Ultrasonographic findings
On the day of admission (T0), the mean T-CSA was 48.5 ± 1.3 mm² in the control group, 37.9 ± 1.2 mm² in the PRF group, and 49 ± 0.7 mm² in the PRF/ACS group. Correspondingly, the lesion cross-sectional area (L-CSA) was 20.2 ± 1.3 mm² in the control group, 15.4 ± 0.9 mm² in the PRF group, and 21.9 ± 0.8 mm² in the PRF/ACS group. The calculated lesion percentage (Fig. 2a) was 41.6% ± 1.8 in the control group, 40.6% ± 2.5 in the PRF group, and 44.7% ± 1.7 in the PRF/ACS group. Additionally, the contralateral limb’s T-CSA was 30 mm² in the control group, 27 mm² in the PRF group, and 29 mm² in the PRF/ACS group.
Fig. 2.
Showing the Lesion % (a) and proportional change in lesion % relative to T0 (b) in both control and treated groups. Times with different small letters are significant in the same group at P > 0.05. * There is a significant difference compared to the control group in the same time at p < 0.05. # There is a significant difference compared to the PRF group in the same time at p < 0.05
At T7 and T14, the proportional lesion percentage (PL%, Table 3; Fig. 2b) increased significantly in the control group compared to T0 (P = 0.0012 and P = 0.0009, respectively). In contrast, both PRF and PRF/ACS groups showed a non-significant change in the PL% at both T7 (P = 0.5790 and P > 0.9999, respectively) and T14 (P = 0.2776 and 0.1112, respectively) compared to T0. Intergroup comparisons of the PL% showed that both PRF and PRF/ACS group had significantly lower value than the control group at both T7 (P < 0.0001 for both groups) and T14 (P = 0.017 and P < 0.0001, respectively).
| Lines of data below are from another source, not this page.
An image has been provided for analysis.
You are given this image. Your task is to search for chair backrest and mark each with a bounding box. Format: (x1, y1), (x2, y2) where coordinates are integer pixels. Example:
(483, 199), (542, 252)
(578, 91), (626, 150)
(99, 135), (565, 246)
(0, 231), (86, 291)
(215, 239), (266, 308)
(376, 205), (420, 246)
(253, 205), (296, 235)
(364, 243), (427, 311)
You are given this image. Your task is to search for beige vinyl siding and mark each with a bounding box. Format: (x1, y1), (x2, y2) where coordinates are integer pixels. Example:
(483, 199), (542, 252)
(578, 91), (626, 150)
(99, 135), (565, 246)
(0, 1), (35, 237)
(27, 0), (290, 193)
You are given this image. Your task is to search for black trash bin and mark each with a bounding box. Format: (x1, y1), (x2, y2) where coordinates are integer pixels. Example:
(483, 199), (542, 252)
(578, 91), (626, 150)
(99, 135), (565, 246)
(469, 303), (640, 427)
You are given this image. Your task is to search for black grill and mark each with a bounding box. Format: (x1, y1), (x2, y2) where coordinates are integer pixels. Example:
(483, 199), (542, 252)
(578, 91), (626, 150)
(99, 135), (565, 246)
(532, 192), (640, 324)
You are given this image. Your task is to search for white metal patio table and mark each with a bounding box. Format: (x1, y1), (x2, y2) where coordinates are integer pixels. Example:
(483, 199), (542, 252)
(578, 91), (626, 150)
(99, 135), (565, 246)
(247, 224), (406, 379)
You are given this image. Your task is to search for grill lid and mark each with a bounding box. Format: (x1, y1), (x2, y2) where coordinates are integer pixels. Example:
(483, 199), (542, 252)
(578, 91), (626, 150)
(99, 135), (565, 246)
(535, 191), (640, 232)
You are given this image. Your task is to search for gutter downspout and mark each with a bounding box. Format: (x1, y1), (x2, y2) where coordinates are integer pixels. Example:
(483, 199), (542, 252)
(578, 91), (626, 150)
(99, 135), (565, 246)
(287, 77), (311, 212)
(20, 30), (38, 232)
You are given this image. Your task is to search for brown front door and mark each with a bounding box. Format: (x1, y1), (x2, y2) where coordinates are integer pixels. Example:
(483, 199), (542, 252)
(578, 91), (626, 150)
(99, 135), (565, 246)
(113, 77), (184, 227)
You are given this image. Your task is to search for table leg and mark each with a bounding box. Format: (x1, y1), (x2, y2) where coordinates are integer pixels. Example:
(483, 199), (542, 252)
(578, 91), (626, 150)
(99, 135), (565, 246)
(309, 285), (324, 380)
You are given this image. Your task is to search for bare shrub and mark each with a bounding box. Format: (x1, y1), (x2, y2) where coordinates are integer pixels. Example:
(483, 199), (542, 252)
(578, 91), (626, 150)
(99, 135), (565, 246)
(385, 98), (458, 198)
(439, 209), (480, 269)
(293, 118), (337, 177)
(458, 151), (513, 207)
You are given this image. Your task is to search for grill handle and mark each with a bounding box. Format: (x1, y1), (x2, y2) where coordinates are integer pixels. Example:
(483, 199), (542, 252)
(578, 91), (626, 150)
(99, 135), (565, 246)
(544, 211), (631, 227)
However, PRF/ACS group showed a significant decrease in PL% at T14 (P = 0.0082) compared to the PRF group.
Table 3.
Proportional changes in lesion percentage (PL%) overtime relative to T0 across the treatment groups
| Evaluation times | Group | ||
|---|---|---|---|
| Control | PRF | PRF/ACS | |
| T0/T0 | 1cd | 1 bc | 1 ab |
| T7/T0 | 1.3 ± 0.03 b | 0.95 ± 0.02 cd* | 0.99 ± 0.016 a* |
| T14/T0 | 1.3 ± 0.02 b | 1.12 ± 0.04 b* | 0.92 ± 0.019 b*# |
| T30/T0 | 1.4 ± 0.02 a | 1.31 ± 0.04 a | 0.78 ± 0.02 c*# |
| T60/T0 | 1.1 ± 0.03 c | 1.02 ± 0.04 bc | 0.81 ± 0.019 c*# |
| T90/T0 | 1.0 ± 0.02 d | 0.87 ± 0.01 d* | 0 d*# |
| T150/T0 | 0.65 ± 0.02 e | 0 e* | 0 d* |
Times with different superscript letters ( a, b, c, d, e ) are significantly different at p < 0.05
* there is a significant difference compared to the control group in the same time at p < 0.05
# there is a significant difference compared to the PRF group in the same time at p < 0.05
At T30, PL% significantly increased in both control and PRF groups compared to T0 (P < 0.000 and 0.010, respectively), T7 (P < 0.0001 and P = 0.0101, respectively), and compared to T14 (P = 0.0309 and 0.0009, respectively), peaking during this time with no significant difference between them (P = 0.3115). In contrast, PRF/ACS group showed a significant lower PL% compared to both the control (P < 0.0001) and PRF (P < 0.0001) groups at T30. Additionally the PRF/ACS group demonstrated a significant reduction in P.L % at T30 compared to T0 (P = 0.0022).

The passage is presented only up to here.